ヒューマンリソシアは、建設業界の人材不足の見通しと海外人材活用の実態を建設従事者345人にアンケート調査し、vol.1として発表した。その結果、59.4%が施工管理職は「5年後さらに人材不足が拡大」と予測。海外人材採用については、BIM/CIMや設計職で8割超、技能工で約9割が受け入れに「前向き」と回答した。
総合人材サービス会社で、建設業向けの人材派遣や海外エンジニア派遣、人材紹介事業を展開するヒューマンリソシアは、建設業で働くビジネスパーソン345人に、人材不足の実態や海外人材活用についてアンケート調査を実施し、その結果を分析した第一弾のレポートを2025年9月29日に公表した。

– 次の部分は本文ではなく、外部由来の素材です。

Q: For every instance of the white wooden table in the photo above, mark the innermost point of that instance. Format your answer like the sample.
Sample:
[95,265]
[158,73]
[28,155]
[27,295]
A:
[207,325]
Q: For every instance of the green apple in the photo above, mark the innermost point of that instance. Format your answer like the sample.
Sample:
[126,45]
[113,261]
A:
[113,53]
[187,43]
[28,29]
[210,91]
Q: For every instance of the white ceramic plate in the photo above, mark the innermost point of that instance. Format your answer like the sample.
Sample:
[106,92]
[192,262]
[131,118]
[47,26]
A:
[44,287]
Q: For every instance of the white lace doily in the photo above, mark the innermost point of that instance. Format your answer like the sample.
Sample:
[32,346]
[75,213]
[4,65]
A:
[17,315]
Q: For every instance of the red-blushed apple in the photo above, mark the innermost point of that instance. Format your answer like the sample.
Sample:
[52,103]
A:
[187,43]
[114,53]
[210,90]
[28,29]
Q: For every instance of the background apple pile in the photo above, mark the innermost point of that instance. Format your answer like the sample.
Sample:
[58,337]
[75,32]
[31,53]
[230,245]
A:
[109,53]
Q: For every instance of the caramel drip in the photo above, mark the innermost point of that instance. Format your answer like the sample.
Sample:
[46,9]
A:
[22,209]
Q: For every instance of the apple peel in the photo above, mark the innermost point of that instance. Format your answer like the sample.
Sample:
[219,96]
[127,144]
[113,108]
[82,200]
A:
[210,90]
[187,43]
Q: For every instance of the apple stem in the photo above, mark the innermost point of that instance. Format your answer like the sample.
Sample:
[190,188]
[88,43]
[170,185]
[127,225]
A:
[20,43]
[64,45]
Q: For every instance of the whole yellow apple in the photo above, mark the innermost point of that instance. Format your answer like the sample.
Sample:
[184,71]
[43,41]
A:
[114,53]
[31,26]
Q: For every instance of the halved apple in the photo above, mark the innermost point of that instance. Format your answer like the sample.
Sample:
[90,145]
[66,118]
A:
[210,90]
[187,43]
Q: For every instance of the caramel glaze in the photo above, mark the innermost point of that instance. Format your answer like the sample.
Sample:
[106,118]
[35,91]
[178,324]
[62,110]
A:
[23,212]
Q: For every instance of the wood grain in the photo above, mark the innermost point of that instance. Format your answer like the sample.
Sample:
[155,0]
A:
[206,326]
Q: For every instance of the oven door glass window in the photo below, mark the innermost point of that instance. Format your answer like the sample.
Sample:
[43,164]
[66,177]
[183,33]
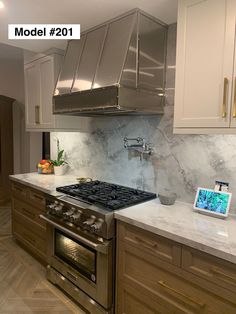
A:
[76,254]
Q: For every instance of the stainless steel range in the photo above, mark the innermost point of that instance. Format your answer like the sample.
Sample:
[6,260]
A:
[81,247]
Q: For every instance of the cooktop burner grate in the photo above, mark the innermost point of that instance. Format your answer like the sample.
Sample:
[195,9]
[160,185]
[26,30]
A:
[109,196]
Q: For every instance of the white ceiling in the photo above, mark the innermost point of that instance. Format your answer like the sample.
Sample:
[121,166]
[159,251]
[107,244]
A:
[87,13]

日本で働く外国人労働者(以下、海外人材)は、2024年10月末時点で過去最高の230万人を超え、労働人口減少が加速する中、あらゆるシーンで海外人材への期待値が高まってる建設業では、就業者は10年間で30万人減少し、高齢化も進展。厳しい人材不足を背景に、建設業で働く海外人材は、2024年10月時点で約18万人に上り、10年間で8.5倍に増えている。

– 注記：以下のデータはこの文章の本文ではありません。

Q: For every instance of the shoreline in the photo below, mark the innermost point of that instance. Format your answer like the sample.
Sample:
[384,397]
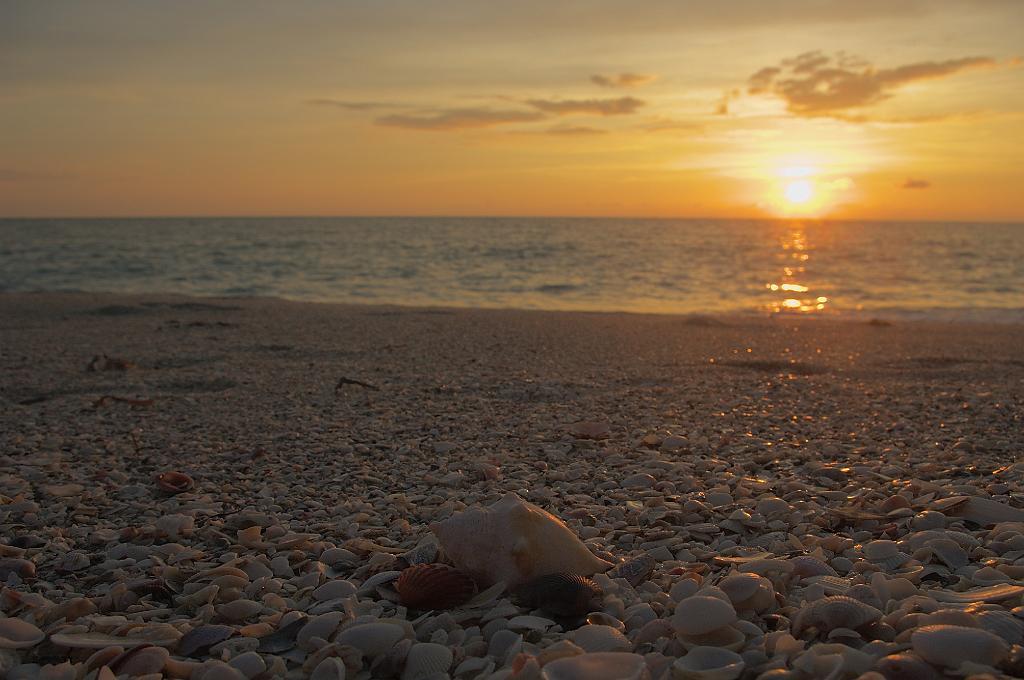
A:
[883,316]
[323,441]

こうした状況を踏まえ、建設業の人材不足と海外人材活用の実態、さらには生産性向上に向けたDX推進への取り組み状況について、建設業で働くビジネスパーソンにアンケートで聞き取った。
厳しい人材不足が続く建設技術職や技能工について、将来の人材予測を聞いたところ、施工管理職では、合計59.4%が5年後に「人材不足が拡大している」と回答。設計職は同50.4%、BIM/CIM活用に必要な人材も同52.8%が「人材不足は拡大する」と予測しており、将来の技術職人材確保への強い危機感がうかがえる。
建設現場で働く技能工や職人はより深刻で、5年後に「人材不足が拡大している」との回答は同66.4%に上った。

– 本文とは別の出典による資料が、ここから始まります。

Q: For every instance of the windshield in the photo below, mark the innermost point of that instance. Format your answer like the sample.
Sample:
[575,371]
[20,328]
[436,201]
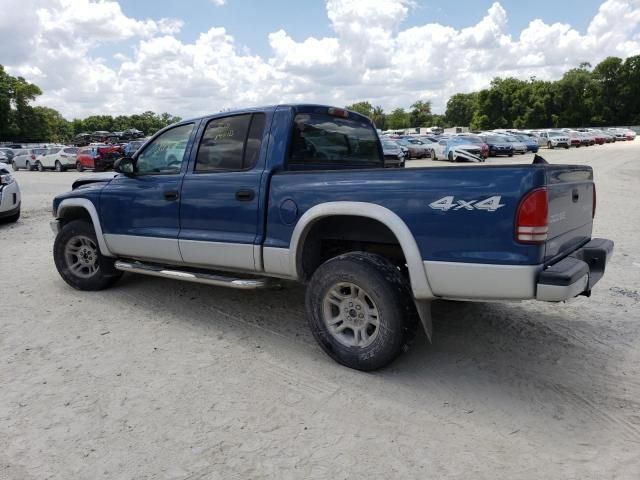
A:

人材が不足していると回答した技術職で、海外人材の採用を視野に入れているかをたずねたところ、BIM/CIM活用に必要な人材は、合計85.7%が海外人材採用に「前向き」と答えた。
施工管理職では同84.3%、設計職では同80.3%となった。いずれの領域でも、「積極採用の方針」と回答した人は5割を超え、海外人材に高い期待値が寄せている。
「技能実習」の在留資格での就業者が約11万人に上り、今後も拡大が見込まれる建設技能工や職人では、58.9%が海外人材を積極採用し、87.6%が海外人材採用に前向きとなった。
今回のアンケート結果を受け、ヒューマンリソシアは「人材不足を背景に、建設技術職で海外人材活用への期待値が高まっている一方、既に技術職で海外人材を採用し、今後も積極的に推進するとの回答は、2割程度にとどまっている。採用強化はもちろん、海外人材に日本企業で長く活躍してもらうには、育成や定着への支援が必要で、企業での環境整備の重要性がより高まると推察される」と総評している。